Not only is the funding public, it comes entirely from the North. And, ”yes, of course it influences the content of the research. Money is power. Much of it is still defined by the North. But at the same time, we shouldn’t underestimate the kind of input that comes from the Global South. Remember, nobody there needs to do all this research. It’s all extra work for everybody. But we do it – and they do it – because we think it’s interesting. We are committed to it.”
Lisa Ann Richey mentions another current large-scale project with many researchers involved, ”Commodifying Compassion”, as an example of this commitment.
”This project studies how people and humanitarian causes are marketed and sold to consumers who want to engage in low-cost heroism.

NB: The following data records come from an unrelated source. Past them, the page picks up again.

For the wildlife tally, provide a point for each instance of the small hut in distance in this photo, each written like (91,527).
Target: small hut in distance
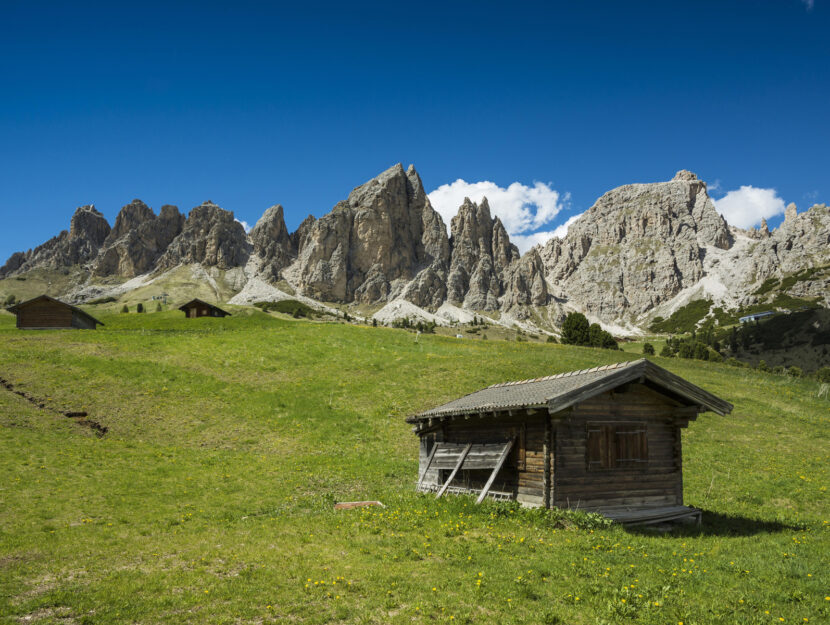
(197,308)
(603,440)
(47,313)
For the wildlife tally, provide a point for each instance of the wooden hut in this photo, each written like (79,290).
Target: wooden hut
(605,440)
(47,313)
(197,308)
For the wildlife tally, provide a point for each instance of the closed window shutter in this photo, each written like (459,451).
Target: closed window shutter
(616,445)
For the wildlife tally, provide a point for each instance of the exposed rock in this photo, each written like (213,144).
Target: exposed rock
(524,282)
(481,251)
(88,230)
(211,237)
(636,247)
(272,243)
(370,246)
(138,238)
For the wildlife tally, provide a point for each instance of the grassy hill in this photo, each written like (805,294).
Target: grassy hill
(209,500)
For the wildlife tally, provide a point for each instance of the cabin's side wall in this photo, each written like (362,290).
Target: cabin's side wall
(82,321)
(44,314)
(658,482)
(522,474)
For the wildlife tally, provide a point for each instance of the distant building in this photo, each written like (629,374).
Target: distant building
(47,313)
(605,439)
(756,316)
(197,308)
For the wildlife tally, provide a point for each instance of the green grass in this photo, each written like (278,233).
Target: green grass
(210,498)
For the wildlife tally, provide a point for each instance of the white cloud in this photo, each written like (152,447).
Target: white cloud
(522,209)
(525,241)
(746,206)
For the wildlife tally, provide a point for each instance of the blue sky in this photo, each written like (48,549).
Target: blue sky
(252,104)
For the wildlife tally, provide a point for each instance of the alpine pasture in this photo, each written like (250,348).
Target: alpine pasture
(210,498)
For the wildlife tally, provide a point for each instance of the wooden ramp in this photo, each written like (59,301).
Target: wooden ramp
(457,456)
(652,516)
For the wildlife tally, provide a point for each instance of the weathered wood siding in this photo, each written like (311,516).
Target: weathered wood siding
(522,474)
(655,483)
(44,314)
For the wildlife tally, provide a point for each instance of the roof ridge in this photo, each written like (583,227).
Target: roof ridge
(567,374)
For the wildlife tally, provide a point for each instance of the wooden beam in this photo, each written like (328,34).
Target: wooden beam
(499,464)
(429,462)
(546,455)
(455,470)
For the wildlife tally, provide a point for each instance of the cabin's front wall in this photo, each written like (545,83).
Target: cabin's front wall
(44,314)
(657,482)
(522,474)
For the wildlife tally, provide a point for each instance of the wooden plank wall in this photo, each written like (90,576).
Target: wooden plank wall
(658,483)
(522,474)
(44,314)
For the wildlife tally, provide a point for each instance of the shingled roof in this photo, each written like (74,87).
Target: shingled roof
(557,392)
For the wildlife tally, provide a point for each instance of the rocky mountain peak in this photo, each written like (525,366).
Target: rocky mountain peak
(637,246)
(137,240)
(371,245)
(210,236)
(89,225)
(272,243)
(481,252)
(685,174)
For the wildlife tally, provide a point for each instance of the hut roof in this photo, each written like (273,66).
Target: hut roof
(196,302)
(14,309)
(557,392)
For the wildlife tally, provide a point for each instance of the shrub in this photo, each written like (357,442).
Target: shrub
(575,330)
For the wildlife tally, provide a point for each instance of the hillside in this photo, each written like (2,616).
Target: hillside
(209,499)
(642,251)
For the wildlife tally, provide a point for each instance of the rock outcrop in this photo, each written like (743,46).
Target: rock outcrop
(88,231)
(372,245)
(272,244)
(137,239)
(636,247)
(481,252)
(211,237)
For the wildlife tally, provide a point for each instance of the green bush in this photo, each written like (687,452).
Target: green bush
(576,330)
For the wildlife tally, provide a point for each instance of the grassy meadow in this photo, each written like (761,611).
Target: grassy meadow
(209,500)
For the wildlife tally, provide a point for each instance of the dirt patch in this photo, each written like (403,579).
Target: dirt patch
(78,416)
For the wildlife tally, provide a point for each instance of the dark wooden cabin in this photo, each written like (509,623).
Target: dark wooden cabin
(47,313)
(197,308)
(604,440)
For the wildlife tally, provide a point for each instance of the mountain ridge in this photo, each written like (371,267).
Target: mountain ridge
(640,250)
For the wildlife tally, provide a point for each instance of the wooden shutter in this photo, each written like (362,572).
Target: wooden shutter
(598,447)
(616,445)
(631,445)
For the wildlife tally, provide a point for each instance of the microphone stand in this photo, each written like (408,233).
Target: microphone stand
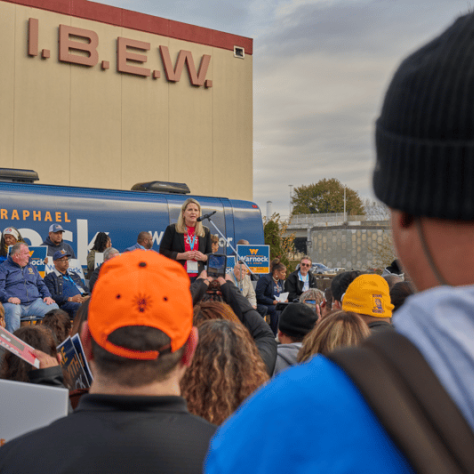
(228,244)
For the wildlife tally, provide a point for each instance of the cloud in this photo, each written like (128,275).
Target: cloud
(321,68)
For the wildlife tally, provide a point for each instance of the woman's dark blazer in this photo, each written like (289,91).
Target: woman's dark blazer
(172,243)
(264,290)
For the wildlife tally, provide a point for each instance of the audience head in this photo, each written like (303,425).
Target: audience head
(101,242)
(368,295)
(60,324)
(399,293)
(61,260)
(295,322)
(225,370)
(313,298)
(140,320)
(392,280)
(145,239)
(305,265)
(277,269)
(39,337)
(206,310)
(338,329)
(109,253)
(339,285)
(10,236)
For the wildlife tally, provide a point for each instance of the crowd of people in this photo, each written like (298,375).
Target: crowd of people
(368,376)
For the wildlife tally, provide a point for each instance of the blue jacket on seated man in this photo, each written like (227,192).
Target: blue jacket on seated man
(23,292)
(66,286)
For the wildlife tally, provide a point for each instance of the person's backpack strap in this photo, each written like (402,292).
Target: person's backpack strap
(410,402)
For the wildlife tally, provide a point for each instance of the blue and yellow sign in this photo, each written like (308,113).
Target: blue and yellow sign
(257,257)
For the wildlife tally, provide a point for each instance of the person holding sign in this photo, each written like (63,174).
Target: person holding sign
(139,340)
(22,290)
(188,241)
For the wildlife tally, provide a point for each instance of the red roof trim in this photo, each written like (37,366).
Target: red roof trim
(141,22)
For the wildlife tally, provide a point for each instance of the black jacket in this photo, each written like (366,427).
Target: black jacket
(251,319)
(294,285)
(55,285)
(264,290)
(172,243)
(108,434)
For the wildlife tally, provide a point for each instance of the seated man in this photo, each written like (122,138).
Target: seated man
(22,290)
(144,242)
(55,241)
(65,286)
(242,282)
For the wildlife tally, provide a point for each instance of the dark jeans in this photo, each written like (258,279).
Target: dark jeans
(71,308)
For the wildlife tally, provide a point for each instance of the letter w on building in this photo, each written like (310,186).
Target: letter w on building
(174,75)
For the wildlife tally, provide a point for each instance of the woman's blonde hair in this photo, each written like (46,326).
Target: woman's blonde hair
(339,329)
(181,226)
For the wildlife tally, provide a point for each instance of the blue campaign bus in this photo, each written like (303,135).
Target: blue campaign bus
(84,212)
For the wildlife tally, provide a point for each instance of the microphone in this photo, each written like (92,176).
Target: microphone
(206,216)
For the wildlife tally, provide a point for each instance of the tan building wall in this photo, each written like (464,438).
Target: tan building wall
(88,126)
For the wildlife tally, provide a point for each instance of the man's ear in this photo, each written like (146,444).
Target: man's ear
(190,347)
(86,340)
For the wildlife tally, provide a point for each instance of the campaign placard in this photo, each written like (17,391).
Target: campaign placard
(257,257)
(18,347)
(71,361)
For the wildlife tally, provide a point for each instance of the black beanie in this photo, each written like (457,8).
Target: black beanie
(425,134)
(297,319)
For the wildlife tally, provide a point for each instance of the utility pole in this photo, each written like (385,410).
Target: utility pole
(291,194)
(344,205)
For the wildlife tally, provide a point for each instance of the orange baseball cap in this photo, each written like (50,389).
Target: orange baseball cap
(141,288)
(370,295)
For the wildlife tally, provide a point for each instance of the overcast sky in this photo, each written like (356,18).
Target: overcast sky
(321,68)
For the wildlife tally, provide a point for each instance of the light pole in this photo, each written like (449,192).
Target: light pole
(344,204)
(291,194)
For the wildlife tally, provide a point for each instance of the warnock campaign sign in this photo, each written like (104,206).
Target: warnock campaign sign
(257,257)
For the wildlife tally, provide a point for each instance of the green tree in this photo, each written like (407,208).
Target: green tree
(280,246)
(326,196)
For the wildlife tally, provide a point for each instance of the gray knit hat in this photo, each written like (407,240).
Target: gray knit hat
(425,134)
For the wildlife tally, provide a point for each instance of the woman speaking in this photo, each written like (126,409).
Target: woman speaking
(188,241)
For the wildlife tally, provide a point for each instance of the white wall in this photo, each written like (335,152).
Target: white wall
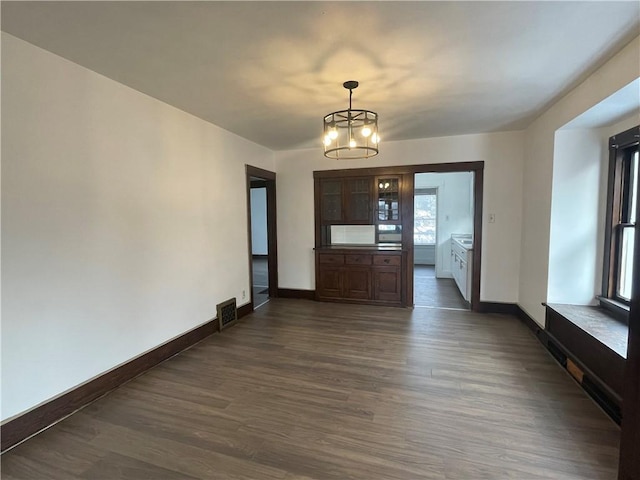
(117,231)
(455,212)
(259,221)
(619,71)
(573,243)
(503,156)
(578,212)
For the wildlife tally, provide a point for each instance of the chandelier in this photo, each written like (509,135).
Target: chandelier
(351,133)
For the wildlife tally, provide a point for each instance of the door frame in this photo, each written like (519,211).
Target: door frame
(477,168)
(268,179)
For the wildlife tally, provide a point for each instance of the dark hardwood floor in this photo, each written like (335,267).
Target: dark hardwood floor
(310,390)
(429,291)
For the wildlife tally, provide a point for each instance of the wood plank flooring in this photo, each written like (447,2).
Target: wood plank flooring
(429,291)
(307,390)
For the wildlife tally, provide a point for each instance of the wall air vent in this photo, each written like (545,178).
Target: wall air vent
(227,313)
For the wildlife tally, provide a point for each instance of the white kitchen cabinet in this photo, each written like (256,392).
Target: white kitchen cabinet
(462,263)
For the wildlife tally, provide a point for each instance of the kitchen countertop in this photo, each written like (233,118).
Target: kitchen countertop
(464,243)
(376,248)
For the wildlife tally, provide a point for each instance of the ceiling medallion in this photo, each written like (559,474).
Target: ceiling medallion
(351,133)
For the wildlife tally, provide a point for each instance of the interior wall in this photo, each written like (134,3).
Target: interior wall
(578,212)
(503,156)
(539,138)
(573,237)
(122,223)
(455,211)
(259,221)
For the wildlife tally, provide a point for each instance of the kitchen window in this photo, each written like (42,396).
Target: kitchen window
(622,206)
(425,213)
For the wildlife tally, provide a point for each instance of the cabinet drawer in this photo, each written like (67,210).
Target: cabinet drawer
(358,259)
(390,260)
(331,259)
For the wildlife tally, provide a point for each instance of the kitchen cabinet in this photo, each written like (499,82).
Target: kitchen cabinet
(360,275)
(346,201)
(461,264)
(388,200)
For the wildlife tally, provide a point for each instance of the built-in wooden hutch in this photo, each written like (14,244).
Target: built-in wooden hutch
(364,233)
(359,241)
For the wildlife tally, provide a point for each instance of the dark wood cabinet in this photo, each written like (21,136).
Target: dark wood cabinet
(387,284)
(387,210)
(331,201)
(357,276)
(346,201)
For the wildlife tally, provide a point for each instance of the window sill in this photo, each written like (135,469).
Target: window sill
(619,310)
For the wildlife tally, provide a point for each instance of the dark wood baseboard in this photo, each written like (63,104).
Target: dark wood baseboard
(539,331)
(245,310)
(293,293)
(33,421)
(498,307)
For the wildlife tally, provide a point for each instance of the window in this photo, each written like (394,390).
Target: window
(622,205)
(425,208)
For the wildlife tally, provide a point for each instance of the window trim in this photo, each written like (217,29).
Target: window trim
(426,191)
(620,148)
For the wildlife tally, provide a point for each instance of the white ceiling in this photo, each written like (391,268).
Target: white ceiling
(269,71)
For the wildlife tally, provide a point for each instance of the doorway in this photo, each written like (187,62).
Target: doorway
(261,212)
(443,239)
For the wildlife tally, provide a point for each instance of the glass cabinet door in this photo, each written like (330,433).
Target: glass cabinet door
(358,201)
(388,201)
(331,200)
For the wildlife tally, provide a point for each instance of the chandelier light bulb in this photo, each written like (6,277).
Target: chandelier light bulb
(350,133)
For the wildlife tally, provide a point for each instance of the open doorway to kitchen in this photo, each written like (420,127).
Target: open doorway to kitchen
(443,239)
(261,198)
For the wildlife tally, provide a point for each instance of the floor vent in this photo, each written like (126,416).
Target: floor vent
(557,353)
(602,399)
(227,313)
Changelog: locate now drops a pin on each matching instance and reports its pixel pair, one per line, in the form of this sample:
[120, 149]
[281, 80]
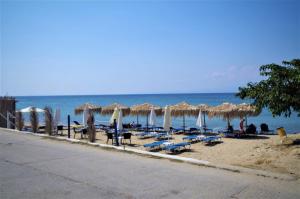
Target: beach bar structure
[109, 110]
[88, 106]
[203, 108]
[184, 109]
[144, 110]
[7, 112]
[227, 111]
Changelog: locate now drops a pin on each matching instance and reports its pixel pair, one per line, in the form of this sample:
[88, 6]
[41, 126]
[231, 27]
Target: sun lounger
[143, 135]
[162, 136]
[177, 147]
[211, 139]
[194, 138]
[156, 145]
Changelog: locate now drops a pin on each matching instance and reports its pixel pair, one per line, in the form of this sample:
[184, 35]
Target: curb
[236, 169]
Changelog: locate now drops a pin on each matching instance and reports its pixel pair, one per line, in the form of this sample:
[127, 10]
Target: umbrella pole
[147, 124]
[183, 123]
[228, 123]
[204, 122]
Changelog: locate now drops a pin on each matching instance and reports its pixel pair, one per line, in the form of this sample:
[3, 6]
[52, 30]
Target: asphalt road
[34, 167]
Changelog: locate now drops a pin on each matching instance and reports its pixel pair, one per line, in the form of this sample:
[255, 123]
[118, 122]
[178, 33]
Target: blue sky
[98, 47]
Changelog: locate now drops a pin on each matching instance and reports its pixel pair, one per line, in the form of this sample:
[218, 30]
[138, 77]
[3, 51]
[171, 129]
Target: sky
[138, 47]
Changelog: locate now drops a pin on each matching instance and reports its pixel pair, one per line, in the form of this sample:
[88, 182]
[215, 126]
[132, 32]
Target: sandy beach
[264, 152]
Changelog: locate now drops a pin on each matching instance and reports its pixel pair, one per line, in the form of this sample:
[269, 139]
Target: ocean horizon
[67, 104]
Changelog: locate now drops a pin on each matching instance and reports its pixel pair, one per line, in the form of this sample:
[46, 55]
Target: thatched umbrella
[204, 109]
[88, 106]
[108, 110]
[145, 109]
[245, 110]
[226, 110]
[182, 109]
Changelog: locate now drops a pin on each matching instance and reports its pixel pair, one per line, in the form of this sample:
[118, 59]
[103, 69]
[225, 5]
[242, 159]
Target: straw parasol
[108, 110]
[31, 108]
[203, 109]
[183, 109]
[167, 119]
[226, 110]
[94, 108]
[245, 110]
[145, 109]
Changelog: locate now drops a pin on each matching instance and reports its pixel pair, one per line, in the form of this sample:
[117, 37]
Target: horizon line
[119, 94]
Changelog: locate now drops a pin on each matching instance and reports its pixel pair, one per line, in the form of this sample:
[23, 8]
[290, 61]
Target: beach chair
[194, 138]
[172, 148]
[156, 145]
[110, 136]
[211, 139]
[144, 135]
[126, 136]
[82, 131]
[162, 136]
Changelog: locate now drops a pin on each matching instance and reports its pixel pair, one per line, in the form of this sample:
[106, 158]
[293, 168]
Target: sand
[259, 152]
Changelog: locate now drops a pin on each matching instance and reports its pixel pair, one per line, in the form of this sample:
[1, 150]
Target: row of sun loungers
[167, 146]
[176, 147]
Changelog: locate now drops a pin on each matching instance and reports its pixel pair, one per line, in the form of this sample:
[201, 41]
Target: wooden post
[116, 132]
[69, 127]
[7, 108]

Development goals have become valuable for companies as well as NGOs, and aid recipients are drawn, sometimes unwittingly, into this branding.”
”To close the circle about development research, this project is indeed development research, but it’s much more than that, involving angles of studying new development actors that we never involved earlier. We have shifted our focus towards trying to understand the perspectives of the people who are meant to be helped by all this compassion, the supposed beneficiaries. In my contribution to this project, I am linking together my long-term commitment as an africanist and fieldworker with the current politics of South-North relations. Development is not what it used to be.”